Only 2 weeks after .12 hit the servers we have a new release cleaning up the issues that were introduced by it.

On the fix side we have:

  • fixed a seg-fault in the HTTP-Request splitting
  • fixed long-standing bug with Content-Length and HEAD requests
  • fixed a possible abort of a upload if xattr is enabled

New are

  • mod-magnet finally handles ‘require “lfs”’ without complaining
  • mod-magnet got light.stat() which uses the stat-cache
  • mod-webdav supports LOCK if compiled with --with-webdav-locks

Debian user have to compile their lua-support with:

  $ configure --with-lua=lua5.1 ...

as their lua-5.1 package isn’t called ‘lua’.

Enjoy this release and watch out for 1.5.0 on the horizon. :)

Download

RELEASE: lighttpd 1.4.12

I’m very proud to announce the release of 1.4.12.

After 8 pre-releases and several cross-compiles and test-runs no new bugs were found and you should have a solid and stable release in your hands.

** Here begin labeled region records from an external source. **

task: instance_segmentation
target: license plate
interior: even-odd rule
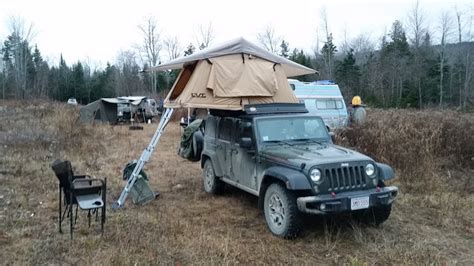
[[[351,210],[360,210],[369,208],[369,197],[359,197],[351,199]]]

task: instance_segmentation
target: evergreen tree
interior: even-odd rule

Over the 1.4.11 was available for download (03/2006 - now) the number of lighty installations raised from 27 103 to 120 442 according to netcraft.com. That’s amazing. It was important for us to create a release is good enough to replace 1.4.11.

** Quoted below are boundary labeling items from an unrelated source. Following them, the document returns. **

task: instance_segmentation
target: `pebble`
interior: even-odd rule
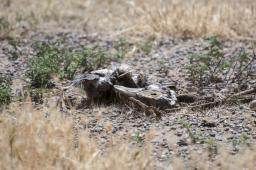
[[[249,107],[252,111],[256,112],[256,100],[253,100],[250,104]]]

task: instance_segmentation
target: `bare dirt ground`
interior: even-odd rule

This release fixes several long-standing bugs like

  • SSL hangs with Opera (we added work-around for a bug in Opera)
  • a long list of fixes for SSL in general
  • added ssl.use-sslv2 and ssl.cipher-list for all who have to comply with PCI

and only added a 2 really new features:

  • (experimental) LOCK support for webdav
  • mod_magnet as long-term replacement for mod_cml

On mod_cml:

  • mod_cml is deprecated from now on
  • it will be removed in 1.5.0
  • mod_magnet provides the same functionality and more with a cleaner syntax and in a more generic form

Download:

  • lighttpd-1.4.12.tar.gz

https://download.lighttpd.net/lighttpd/releases-1.4.x/

MD5: 8f6756452138f5da384251f849b329f2

lighttpd 1.4.10 released

lighttpd 1.4.10 has been release and fixes the fastcgi and cgi problems of .9.

  • CGI should work again
  • fastcgi should not result in a crash under high load
  • load balancing in fastcgi should work as expected
  • broken digest request shouldn’t crash mod_auth

New is

fastcgi.map-extensions = ( ".php3" => ".php" )
fastcgi.server = ( ".php" => ... )

Links

lighttpd 1.4.1

Just a few minutes ago lighttpd 1.4.1 has been released, shortly after lighttpd 1.4.0 which had some user-visible problems.

1.4.1 fixes those bugs, stabilizes the SSL support on OpenBSD and finishes the WebDAV support in mod_webdav to Class 1 (all options except LOCK/UNLOCK).